Oracle Big Data Discovery cluster deployed on a cluster of Hadoop nodes.

Note that this is just one supported deployment scenario; many other configurations are possible. For information on staging and learning, demo and production-level deployment topology, see the Installation Guide.

The diagram depicts the following BDD cluster components (starting from the top):

An optional external load balancer serves as the single point of entry to the Big Data Discovery cluster. All browser requests are routed through this load balancer to Studio nodes.
Note: Although it is recommended to use an external load balancer in your deployment, it is optional. For information, see Load balancing and routing requests.
WebLogic Server nodes, which host Studio and the Dgraph Gateway. Note that one node functions as both the Admin Server and a Managed Server.
Data Processing nodes, which run data processing jobs. Data Processing is automatically installed on Hadoop nodes running Spark on YARN, YARN, and HDFS. These nodes represent a subset of the Hadoop cluster BDD is installed on.
Dgraph nodes, which host the Dgraph. These are the main computational modules in BDD, providing search, refinement computation, Guided Navigation, and other features used in Studio.
The specific nodes the Dgraph is installed on depend on where your Dgraph databases are located. If they're in HDFS, the Dgraph is installed on HDFS DataNodes. If the indexes are on a shared NFS, the Dgraph can be installed on standalone (non-HDFS) nodes.

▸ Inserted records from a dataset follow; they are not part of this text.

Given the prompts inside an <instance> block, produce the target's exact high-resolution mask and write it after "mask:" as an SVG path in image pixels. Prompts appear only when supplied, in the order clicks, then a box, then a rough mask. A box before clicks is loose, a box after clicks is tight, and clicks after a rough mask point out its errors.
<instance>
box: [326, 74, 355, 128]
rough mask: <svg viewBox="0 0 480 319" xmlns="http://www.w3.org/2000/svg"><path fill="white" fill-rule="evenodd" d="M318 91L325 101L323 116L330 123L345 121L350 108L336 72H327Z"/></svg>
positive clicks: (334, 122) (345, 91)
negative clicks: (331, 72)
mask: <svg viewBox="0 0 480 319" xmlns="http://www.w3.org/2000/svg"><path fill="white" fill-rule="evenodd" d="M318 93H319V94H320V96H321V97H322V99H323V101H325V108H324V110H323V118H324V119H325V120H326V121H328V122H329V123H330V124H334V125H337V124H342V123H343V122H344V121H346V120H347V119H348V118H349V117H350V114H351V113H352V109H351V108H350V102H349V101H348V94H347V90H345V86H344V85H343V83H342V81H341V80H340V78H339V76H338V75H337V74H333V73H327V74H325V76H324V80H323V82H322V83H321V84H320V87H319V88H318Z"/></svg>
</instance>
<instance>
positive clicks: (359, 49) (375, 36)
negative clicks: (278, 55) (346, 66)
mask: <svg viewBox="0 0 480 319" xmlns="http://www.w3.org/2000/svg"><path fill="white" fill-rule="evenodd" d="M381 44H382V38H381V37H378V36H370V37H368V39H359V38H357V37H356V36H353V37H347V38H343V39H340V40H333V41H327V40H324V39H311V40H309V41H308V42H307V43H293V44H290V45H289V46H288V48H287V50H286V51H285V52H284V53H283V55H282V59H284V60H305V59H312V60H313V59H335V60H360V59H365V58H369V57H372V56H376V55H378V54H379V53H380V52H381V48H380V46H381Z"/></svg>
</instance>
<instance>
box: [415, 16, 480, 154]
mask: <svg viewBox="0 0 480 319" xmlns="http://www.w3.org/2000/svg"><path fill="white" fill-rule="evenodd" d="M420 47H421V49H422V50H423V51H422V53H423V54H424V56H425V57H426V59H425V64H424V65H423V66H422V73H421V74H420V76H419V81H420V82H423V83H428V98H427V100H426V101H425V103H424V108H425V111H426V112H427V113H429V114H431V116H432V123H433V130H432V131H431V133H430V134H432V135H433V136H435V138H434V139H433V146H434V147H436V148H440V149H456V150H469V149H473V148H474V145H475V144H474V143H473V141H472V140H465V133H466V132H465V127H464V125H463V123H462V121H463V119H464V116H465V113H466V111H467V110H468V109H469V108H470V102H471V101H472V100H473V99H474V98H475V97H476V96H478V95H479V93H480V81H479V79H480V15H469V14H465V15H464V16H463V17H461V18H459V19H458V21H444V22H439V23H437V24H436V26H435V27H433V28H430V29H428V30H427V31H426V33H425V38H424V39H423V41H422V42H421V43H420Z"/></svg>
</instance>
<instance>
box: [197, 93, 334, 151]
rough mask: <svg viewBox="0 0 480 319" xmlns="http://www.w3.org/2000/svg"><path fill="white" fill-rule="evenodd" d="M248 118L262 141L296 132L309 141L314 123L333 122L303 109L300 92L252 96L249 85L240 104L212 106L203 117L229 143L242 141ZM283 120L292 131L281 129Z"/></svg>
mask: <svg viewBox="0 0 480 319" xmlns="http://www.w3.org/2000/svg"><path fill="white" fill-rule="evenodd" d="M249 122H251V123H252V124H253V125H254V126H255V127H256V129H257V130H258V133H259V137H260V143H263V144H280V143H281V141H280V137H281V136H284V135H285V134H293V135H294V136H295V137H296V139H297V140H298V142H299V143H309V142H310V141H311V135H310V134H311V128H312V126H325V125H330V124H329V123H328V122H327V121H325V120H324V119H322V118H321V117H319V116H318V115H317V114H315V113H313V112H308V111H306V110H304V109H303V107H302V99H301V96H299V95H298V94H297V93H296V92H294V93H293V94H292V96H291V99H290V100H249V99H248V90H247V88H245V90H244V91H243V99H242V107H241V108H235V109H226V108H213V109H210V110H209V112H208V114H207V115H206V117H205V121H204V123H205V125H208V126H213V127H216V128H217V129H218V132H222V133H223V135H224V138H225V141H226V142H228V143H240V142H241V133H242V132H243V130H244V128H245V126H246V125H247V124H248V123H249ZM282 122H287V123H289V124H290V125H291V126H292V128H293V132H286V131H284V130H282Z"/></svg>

In the diagram, notice that there is a leader Dgraph node for a data set A, and a set of follower Dgraph nodes for this same data set.

At the same time, the directory holding Dgraph databases may include databases for other data sets. For each of these data sets, at different points in time, a leader Dgraph and follower Dgraph instances may be elected. The other data sets are shown in the diagram, but their leader and follower Dgraph nodes are not shown, for simplicity.

A single Dgraph instance can serve as the leader node for one Dgraph database and a follower for others. Note that there can never be two leader Dgraphs for a single Dgraph database.

ZooKeeper maintains a cluster state for all participating members of the BDD cluster; in particular, it ensures automatic Dgraph leader election for each of the Dgraph databases, in case a leader Dgraph instance fails. Optimally, three Hadoop nodes are required for hosting ZooKeeper instances.
Additional Hadoop nodes, which are also not shown in the diagram. These run other Hadoop components required by BDD, such as Cloudera Manager/Ambari and ZooKeeper.